Üniversite öğrencisi Özgecan Aslan’ı evine gitmek üzere bindiği minibüste tecavüze yeltenip hunharca katleden minibüs şoförü Ahmet Suphi Altındöken’in Anada’da tutulduğu yüksek güvenlikli cezaevinde tabancayla öldürülmesi, suç ortağı babası Necmettin Altındöken’in de yaralanmasıyla ilgili soruşturma sürüyor. Adalet Bakanlığı’ndan 2 müfettiş ve 7 savcı, Adana Kürkçüler F Tipi Cezaevi’nde önceki gün işlenen cinayetle ilgili tüm ziyaretçileri mercek altına aldı. Güvenlik kameraları incelenirken, tabancanın içeri nasıl sokulduğu da araştırılıyor.
2 MAHKUM SORGULANIYOR
Cinayet şüphelisi 2 mahkum sorguda. İçlerinden biri 50 yıla hükümlü olan ve ‘suç makinası’ olarak tanınan Gültekin Alan. Bu kişinin infaz koruma memurunu da 2.5. saat rehin alarak, baba ve oğlunun hastaneye sevkini tehditlerle geciktiği, Suphi Altındöken’in de kan kaybından öldüğü ileri sürülüyor.
TABANCA NEREDEN ÇIKTI?
A.G. adlı mahkumun da tabancanın sağlanmasıyla ilgisi bulunduğu da iddialar arasında. Şüphelilerin ‘tabancayı tuvalette bulduk’ ifadesi inandırıcı gelmediği için cezaevi personeli inceleniyor. Cezaevi görevlilerinin önceki gün dışarı çıkmalarına izin verilmediği ve sabaha kadar ifadeleri alındığı öğrenildi.
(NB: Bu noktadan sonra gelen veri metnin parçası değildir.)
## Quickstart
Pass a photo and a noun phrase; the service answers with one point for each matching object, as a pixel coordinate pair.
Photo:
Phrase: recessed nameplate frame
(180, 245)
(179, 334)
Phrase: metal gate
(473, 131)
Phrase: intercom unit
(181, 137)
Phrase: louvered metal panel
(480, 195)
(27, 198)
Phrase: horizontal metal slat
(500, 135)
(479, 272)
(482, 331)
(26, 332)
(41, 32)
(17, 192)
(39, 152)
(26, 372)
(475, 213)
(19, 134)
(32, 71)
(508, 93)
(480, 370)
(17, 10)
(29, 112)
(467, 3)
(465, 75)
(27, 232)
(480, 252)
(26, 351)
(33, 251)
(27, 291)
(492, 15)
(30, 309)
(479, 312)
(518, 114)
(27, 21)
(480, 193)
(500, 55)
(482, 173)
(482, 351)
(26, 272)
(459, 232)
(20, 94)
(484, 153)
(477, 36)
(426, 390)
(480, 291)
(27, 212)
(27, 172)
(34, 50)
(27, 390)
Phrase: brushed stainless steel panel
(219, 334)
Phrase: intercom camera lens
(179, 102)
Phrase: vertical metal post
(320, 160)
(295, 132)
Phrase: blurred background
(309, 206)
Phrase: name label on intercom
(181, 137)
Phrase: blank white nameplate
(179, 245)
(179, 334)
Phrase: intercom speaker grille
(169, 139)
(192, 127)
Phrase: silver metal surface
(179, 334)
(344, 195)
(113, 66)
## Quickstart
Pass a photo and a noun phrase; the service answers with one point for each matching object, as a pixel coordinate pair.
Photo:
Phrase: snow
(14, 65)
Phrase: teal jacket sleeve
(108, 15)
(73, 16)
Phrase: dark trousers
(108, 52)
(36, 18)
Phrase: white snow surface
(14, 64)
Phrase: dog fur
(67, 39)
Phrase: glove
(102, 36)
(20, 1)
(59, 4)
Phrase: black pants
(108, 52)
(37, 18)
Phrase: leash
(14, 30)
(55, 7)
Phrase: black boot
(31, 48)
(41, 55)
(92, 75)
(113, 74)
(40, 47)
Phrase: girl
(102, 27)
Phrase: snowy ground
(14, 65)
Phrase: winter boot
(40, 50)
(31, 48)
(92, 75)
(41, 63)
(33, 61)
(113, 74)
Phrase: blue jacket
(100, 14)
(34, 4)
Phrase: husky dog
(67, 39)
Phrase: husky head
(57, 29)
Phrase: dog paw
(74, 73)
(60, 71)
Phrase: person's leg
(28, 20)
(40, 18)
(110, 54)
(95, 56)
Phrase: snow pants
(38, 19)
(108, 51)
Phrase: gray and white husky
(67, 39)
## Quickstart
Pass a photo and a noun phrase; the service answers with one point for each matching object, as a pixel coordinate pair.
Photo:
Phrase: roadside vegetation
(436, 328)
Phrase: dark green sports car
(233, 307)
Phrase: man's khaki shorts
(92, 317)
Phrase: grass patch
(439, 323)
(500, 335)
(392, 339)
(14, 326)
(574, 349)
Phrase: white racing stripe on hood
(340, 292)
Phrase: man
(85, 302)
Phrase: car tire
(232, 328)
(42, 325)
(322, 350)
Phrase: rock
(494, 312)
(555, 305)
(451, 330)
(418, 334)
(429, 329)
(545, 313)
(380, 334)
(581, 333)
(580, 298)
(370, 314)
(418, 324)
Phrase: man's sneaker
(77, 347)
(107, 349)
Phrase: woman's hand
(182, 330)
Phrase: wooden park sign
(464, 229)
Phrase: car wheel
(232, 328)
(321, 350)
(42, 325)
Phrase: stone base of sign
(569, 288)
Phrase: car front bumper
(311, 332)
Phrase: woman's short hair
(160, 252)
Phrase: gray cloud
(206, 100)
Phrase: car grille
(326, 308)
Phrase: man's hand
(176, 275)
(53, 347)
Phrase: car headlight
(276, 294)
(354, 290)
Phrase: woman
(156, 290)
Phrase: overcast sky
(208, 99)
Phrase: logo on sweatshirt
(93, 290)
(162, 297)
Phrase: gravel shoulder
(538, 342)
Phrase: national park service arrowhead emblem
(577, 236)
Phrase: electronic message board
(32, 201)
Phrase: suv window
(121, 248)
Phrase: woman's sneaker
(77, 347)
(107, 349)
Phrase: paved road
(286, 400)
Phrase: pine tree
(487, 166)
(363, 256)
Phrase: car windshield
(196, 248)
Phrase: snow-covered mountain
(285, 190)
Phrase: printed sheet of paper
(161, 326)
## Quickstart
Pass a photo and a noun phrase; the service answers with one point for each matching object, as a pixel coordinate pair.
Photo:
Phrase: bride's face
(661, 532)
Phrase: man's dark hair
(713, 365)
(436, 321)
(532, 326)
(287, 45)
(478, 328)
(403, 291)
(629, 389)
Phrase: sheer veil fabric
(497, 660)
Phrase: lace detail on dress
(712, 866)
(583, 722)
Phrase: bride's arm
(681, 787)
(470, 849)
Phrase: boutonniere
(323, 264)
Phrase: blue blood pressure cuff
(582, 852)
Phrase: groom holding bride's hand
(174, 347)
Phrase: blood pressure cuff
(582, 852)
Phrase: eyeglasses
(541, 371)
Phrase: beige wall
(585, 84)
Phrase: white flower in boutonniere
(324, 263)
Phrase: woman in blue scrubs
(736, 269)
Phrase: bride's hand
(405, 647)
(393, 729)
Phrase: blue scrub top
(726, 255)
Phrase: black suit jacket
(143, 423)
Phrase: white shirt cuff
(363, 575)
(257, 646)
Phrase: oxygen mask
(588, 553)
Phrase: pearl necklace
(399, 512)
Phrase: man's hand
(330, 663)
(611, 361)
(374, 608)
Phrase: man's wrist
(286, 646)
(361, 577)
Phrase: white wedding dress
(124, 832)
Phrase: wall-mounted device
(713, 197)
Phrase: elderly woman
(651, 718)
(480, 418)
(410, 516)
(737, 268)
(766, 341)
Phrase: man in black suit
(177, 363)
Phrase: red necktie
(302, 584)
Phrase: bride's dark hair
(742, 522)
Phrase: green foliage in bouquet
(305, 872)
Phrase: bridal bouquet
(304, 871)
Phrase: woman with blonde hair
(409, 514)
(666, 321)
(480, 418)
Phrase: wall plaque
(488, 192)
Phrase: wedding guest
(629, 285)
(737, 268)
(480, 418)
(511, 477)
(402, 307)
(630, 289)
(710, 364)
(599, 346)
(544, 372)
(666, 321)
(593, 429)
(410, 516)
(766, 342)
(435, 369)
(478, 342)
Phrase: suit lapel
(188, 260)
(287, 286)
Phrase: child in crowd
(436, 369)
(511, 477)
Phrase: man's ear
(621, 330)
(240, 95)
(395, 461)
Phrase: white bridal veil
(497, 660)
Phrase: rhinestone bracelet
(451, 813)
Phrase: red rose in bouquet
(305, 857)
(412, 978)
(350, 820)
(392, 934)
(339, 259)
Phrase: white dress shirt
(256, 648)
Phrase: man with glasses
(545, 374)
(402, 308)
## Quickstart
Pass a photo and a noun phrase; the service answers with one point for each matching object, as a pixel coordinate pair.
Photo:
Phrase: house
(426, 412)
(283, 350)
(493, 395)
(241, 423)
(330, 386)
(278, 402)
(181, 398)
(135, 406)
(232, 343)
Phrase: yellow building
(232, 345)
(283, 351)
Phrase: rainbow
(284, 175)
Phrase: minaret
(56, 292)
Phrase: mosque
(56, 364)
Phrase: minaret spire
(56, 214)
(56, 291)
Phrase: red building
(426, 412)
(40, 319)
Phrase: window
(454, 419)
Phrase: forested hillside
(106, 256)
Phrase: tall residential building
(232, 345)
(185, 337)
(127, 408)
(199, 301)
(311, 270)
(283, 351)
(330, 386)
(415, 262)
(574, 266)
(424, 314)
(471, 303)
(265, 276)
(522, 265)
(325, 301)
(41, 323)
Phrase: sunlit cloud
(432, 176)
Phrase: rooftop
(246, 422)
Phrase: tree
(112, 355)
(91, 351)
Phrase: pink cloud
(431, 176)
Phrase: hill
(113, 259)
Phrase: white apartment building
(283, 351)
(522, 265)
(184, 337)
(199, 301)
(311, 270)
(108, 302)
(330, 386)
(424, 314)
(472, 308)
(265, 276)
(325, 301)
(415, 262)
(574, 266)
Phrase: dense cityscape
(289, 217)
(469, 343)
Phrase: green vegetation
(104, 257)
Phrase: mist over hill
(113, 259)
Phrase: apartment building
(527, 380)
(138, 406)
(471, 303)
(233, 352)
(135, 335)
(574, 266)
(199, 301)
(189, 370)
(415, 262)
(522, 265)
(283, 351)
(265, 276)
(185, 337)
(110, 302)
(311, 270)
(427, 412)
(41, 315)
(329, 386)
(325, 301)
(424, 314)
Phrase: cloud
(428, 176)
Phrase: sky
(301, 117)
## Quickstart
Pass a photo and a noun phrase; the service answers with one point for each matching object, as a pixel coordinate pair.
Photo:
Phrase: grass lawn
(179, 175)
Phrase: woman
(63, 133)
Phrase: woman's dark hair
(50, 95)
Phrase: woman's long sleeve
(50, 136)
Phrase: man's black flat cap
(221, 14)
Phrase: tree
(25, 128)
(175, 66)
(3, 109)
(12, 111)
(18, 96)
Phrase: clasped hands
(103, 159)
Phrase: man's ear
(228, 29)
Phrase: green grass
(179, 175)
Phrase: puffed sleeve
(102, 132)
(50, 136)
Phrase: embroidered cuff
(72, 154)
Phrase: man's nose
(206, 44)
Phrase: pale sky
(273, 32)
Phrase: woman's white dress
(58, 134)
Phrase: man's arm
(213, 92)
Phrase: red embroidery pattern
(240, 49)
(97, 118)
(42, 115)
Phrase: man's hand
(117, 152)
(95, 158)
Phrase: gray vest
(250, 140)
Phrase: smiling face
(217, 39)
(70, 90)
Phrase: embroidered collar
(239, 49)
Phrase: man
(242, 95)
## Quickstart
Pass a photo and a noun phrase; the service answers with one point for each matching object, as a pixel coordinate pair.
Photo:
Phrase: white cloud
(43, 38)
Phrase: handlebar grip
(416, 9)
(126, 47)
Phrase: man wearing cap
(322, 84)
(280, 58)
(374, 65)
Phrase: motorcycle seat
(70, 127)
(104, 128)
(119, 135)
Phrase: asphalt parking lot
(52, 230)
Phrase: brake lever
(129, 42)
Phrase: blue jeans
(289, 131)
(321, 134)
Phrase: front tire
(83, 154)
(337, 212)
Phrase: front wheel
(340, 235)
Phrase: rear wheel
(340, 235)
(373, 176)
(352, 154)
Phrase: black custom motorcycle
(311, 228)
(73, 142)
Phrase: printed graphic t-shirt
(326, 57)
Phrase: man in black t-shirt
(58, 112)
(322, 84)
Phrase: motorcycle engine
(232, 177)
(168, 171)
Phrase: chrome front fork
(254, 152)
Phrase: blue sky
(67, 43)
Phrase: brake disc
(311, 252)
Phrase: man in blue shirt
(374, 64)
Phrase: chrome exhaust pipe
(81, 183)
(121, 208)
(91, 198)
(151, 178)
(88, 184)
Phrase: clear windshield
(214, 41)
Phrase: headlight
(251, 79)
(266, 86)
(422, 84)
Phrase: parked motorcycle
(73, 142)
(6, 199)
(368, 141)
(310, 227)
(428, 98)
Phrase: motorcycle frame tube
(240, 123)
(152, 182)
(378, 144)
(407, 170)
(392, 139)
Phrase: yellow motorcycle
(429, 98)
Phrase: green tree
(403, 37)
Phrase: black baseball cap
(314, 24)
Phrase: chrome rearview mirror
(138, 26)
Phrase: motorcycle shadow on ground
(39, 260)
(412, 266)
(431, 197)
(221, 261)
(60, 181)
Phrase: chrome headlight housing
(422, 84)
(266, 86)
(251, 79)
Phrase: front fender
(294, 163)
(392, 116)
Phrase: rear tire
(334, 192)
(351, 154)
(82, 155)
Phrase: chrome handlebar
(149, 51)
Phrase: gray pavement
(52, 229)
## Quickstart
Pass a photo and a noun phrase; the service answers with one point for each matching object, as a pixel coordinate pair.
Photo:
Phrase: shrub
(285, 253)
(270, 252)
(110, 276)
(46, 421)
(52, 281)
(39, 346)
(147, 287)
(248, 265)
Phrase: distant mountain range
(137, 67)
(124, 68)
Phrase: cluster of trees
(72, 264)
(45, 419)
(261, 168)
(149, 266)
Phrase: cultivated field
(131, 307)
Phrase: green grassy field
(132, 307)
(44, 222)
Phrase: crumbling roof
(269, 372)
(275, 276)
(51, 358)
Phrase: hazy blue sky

“AYNI KOĞUŞTALAR” İDDİASI…
10 Eylül’de Osmaniye’den Adana’ya katil oğlunun yanına nakledilen Necmettin Altındöken ile oğlu Ahmet Suphi’nin aynı koğuşta bulundukları; hatta saldırıyı gerçekleştiren mahkumla da aynı koğuşta yer aldıkları konuşulmasına rağmen, yetkililer henüz bir açıklama yapmadı.
ZANLININ KARDEŞİ: GURUR DUYDUM
Tokat Emirseyit Beldesi’nde yaşayan ve cinayet, sahte para, suç örgütü kurma gibi suçlardan toplam 50 yıl hapis cezası bulunan 3 kız babası zanlı Gültekin Alan’ın kardeşi, gazetecilere şu açıklamayı yaptı: “Memleket herkesin durumunu biliyor. Gurur duyulmayacak bir şey değil ki. Ben ağabeyimle hep gurur duydum. Ağabeyim 11 senedir cezaevinde” dedi.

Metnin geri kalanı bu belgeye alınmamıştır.